2
There was a whisper’s edge of envelope in the parking meter.
It flashed white in the sunlight and Madeleine pressed down on her bicycle pedal.
Three days now she’d cycled by, and three days it had been there.
The crack of white light.
If you took a rainbow in your hand and snapped it together like a fan, it would make a crack of light.
That was Isaac Newton, still in her head: I have often with Admiration beheld, that all the Colours of the Prisme being made to converge . . . reproduced light, entirely and perfectly white, and not at all sensibly differing from a direct Light of the Sun.
She cycled to the end of the street and the colours of last night’s party wheeled before her eyes.
The sweet yellow of the ‘get well’ freesias that Jack had brought along for Holly. The bright red of the raspberries that Belle handed over without looking at Holly’s head—then Belle looked sideways and let loose a string of swear words, ending, ‘You got better!’
The even brighter red of the rims of Denny’s eyes when he heard how they had almost lost Holly.
The candy pink of the bracelet beads that Darshana’s little girls hid behind their backs, making people guess: ‘Which hand is it in?’ The confusion on their faces when people chose right. ‘Choose again!’ before holding out a bare palm, triumphant. Or giving up the game and flinging Belle’s swear words around the room like streamers, while Darshana advised, ‘Just ignore them. Just ignore them. We are ignoring you, little ones!’

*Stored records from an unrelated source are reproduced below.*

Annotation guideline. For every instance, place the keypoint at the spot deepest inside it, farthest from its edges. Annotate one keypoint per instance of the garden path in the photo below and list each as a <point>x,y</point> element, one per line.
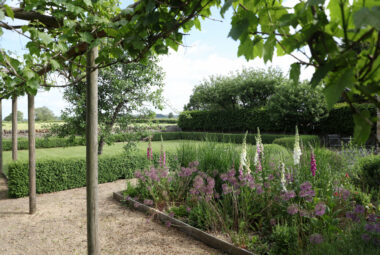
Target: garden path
<point>59,226</point>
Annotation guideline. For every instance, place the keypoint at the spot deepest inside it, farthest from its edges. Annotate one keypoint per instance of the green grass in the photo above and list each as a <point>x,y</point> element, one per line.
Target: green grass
<point>80,151</point>
<point>7,125</point>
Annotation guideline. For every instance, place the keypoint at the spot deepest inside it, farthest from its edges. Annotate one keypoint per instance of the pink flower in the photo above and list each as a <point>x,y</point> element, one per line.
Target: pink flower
<point>313,165</point>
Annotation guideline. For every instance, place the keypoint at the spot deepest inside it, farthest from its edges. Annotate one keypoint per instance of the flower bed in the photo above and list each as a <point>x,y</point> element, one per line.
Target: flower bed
<point>266,201</point>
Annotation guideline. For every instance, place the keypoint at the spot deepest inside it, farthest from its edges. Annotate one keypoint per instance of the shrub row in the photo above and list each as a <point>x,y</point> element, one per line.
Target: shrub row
<point>288,142</point>
<point>338,121</point>
<point>164,120</point>
<point>58,174</point>
<point>369,171</point>
<point>53,142</point>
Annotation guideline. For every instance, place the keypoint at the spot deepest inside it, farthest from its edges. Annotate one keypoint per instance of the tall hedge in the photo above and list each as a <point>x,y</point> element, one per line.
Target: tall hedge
<point>338,121</point>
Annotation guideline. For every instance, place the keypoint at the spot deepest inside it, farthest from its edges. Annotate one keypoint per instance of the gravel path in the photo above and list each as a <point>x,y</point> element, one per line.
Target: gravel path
<point>59,226</point>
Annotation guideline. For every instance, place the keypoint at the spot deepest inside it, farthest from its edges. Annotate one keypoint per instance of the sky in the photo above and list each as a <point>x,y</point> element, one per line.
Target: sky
<point>205,53</point>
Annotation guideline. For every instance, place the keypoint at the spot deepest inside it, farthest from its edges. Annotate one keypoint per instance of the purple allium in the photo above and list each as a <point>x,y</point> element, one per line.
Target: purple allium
<point>359,209</point>
<point>292,209</point>
<point>316,238</point>
<point>148,202</point>
<point>320,209</point>
<point>305,186</point>
<point>366,237</point>
<point>313,164</point>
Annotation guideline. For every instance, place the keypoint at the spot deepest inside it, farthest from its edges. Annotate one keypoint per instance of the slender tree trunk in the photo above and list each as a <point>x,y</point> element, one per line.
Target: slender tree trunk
<point>1,138</point>
<point>101,145</point>
<point>93,246</point>
<point>14,128</point>
<point>32,156</point>
<point>378,127</point>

The dove-grey of Federico’s shirt collar as he danced, his eyes closed, smiling slightly, swaying his hips side to side, a quick turn, remembering himself and sitting down.
Madeleine stopped.
She stood astride her bike at an intersection and something swooped past all the colour of these memories and into her mind.
As a boy, Isaac Newton had placed a candle in a lantern, attached the lantern to a kite and set it free into the night. The villagers were much affrighted by the sight, said the account that she had read.
She realised something.
Exchanging her past life for this real life here in Cambridge didn’t mean the colours had to go.
Nor that colours could only be dismal and grey.
They could be bright and beautiful, a trail of light; imagination.
She could, if she wanted, be a kite trailing a lantern. She could be the candlelit lantern itself. She could fly with the comets and stars.
She swung her bike around and rode back to fetch the letter.